Central venous cannulation - how to insert a central line
ADVANTAGES OF CENTRAL VENOUS CANNULATION
- Rapid volume loading
- Central access for vasoconstrictors and parenteral nutrition
- Continuous central venous pressure monitoring to assess response to treatment
- Allows blood sampling - central venous oxygen saturation
DISADVANTAGES OF CENTRAL VENOUS CANNULATION
- Requires compliant patient for insertion
- Higher risk of complication in children than adults
USUAL SITES OF CENTRAL VENOUS LINE INSERTION
- Femoral vein
- Right or left internal jugular veins
- Subclavian vein
COMPLICATIONS OF CENTRAL VENOUS CANNULATION
- Damage to the vein or adjacent structures such as artery or nerve
- Sedation may be required to insert the cannula
- Vein trombosis, thrombophlebitis
- Cardiac arrhythmias
EQUIPMENT REQUIRED FOR CENTRAL VENOUS CANNULATION
- Ultrasound and sterile ultrasound sheath
- Sterile trolley
- Sterile field, gloves, gown and mask
- Seldinger central line kit
- Saline flush
- Lidocaine 4ml
- Sterile dressing
- Pressure bag to attach for monitoring
CENTRAL VENOUS CANNULATION - PROCEDURE
- Identify the site of insertion
- Clean skin
- Insert local anaesthetic (lidocaine) under ultrasound guidance
- While lidocaine kicks in flush all central line lumens then clamp all lumens except Seldinger port
- Under ultrasound guidance take the Seldinger needle attached to the syringe and insert into the vein
- When blood is freely aspirated remove the syringe and immediately insert the Seldinger wire. This should pass easily if in the right place!

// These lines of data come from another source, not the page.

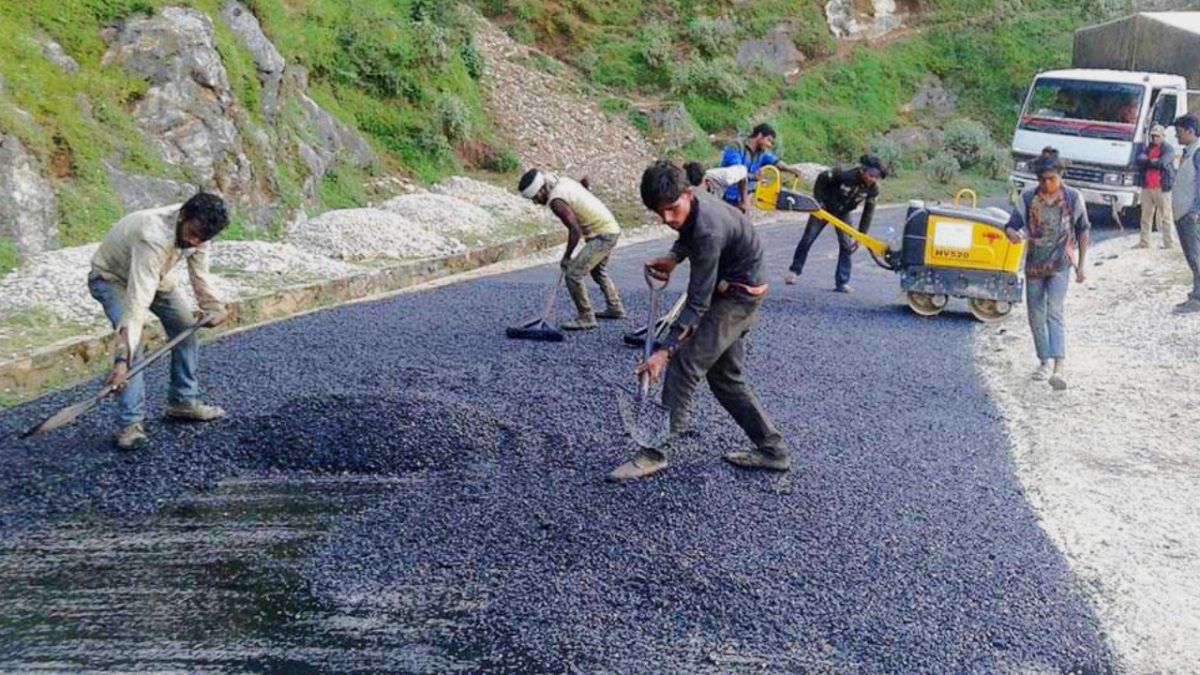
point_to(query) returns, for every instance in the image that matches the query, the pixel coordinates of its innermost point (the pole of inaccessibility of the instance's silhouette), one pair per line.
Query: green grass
(7, 256)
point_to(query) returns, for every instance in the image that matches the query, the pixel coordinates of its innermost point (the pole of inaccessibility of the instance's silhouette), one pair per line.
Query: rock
(933, 101)
(57, 55)
(187, 112)
(28, 204)
(139, 192)
(775, 52)
(268, 60)
(853, 19)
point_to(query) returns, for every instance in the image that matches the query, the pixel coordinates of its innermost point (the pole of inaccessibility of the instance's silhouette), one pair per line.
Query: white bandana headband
(539, 180)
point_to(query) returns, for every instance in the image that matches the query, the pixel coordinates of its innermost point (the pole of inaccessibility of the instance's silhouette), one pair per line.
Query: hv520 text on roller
(955, 251)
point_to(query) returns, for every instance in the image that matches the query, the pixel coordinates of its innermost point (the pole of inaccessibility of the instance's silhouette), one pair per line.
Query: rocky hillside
(283, 107)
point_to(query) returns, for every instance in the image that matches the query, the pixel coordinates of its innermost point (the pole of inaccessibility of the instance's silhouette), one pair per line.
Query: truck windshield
(1092, 109)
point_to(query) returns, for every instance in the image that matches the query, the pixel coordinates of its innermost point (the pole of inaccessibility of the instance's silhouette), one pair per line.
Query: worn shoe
(131, 437)
(195, 411)
(612, 314)
(1188, 306)
(754, 459)
(581, 323)
(1043, 372)
(645, 463)
(1057, 381)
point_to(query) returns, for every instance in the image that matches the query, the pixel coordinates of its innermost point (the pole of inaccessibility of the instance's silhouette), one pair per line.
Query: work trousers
(172, 311)
(1189, 240)
(1045, 297)
(593, 258)
(1156, 209)
(718, 352)
(811, 231)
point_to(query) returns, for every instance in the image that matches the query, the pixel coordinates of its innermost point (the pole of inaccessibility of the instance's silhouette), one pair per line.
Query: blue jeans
(1189, 240)
(1044, 298)
(175, 317)
(811, 231)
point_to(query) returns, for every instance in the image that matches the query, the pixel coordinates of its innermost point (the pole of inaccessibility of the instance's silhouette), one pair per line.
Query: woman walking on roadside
(1054, 217)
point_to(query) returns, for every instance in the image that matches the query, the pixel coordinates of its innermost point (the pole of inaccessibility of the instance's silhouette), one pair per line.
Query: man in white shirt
(130, 278)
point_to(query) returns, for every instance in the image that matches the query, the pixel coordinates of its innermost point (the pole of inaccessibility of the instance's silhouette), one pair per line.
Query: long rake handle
(109, 389)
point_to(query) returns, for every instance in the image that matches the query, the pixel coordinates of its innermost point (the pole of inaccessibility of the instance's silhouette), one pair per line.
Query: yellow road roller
(947, 251)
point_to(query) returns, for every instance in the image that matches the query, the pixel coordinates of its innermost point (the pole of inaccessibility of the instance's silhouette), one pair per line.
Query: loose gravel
(901, 542)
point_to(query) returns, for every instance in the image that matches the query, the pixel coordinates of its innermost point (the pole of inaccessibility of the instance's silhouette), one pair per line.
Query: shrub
(942, 168)
(719, 78)
(454, 117)
(995, 162)
(712, 37)
(655, 46)
(889, 153)
(966, 139)
(472, 59)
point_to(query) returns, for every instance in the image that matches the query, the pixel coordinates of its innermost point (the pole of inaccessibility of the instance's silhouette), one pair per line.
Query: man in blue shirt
(754, 155)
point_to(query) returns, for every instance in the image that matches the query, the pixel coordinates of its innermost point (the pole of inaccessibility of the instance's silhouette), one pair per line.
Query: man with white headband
(585, 217)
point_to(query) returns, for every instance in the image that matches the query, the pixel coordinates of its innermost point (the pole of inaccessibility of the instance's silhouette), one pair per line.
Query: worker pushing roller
(954, 251)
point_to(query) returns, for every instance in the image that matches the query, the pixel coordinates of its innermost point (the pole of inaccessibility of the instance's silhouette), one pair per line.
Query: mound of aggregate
(901, 541)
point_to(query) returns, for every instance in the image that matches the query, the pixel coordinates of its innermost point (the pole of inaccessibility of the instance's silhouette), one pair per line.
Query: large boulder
(268, 60)
(139, 192)
(853, 19)
(189, 109)
(28, 205)
(775, 52)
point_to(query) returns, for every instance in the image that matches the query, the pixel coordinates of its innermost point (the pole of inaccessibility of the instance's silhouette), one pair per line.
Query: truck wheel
(989, 311)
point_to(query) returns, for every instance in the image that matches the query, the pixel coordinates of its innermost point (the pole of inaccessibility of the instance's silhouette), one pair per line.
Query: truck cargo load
(1164, 42)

- Remove the needle while keeping hold of the inserted wire. Ensure that the wire stays in the vein!
- Use a scalpel to make a small incision (approx 3mm) in the skin. This should be done cutting away from the wire!
- Pass the dilator over the wire and gently but firmly dilate a tract through the vein. Have swabs ready in case of bleeding!
- Remove the dilator and pass the central line over the Seldinger wire. Make sure you hold on to the end of the wire as you advance it!
- Once the central line is in place remove the wire
- Aspirate and flush all lumens, re-clamp and apply lumen caps
- Suture the line to allow 4 points of fixation
- Dress with a clear dressing but allow the point of insertion to be seen clearly!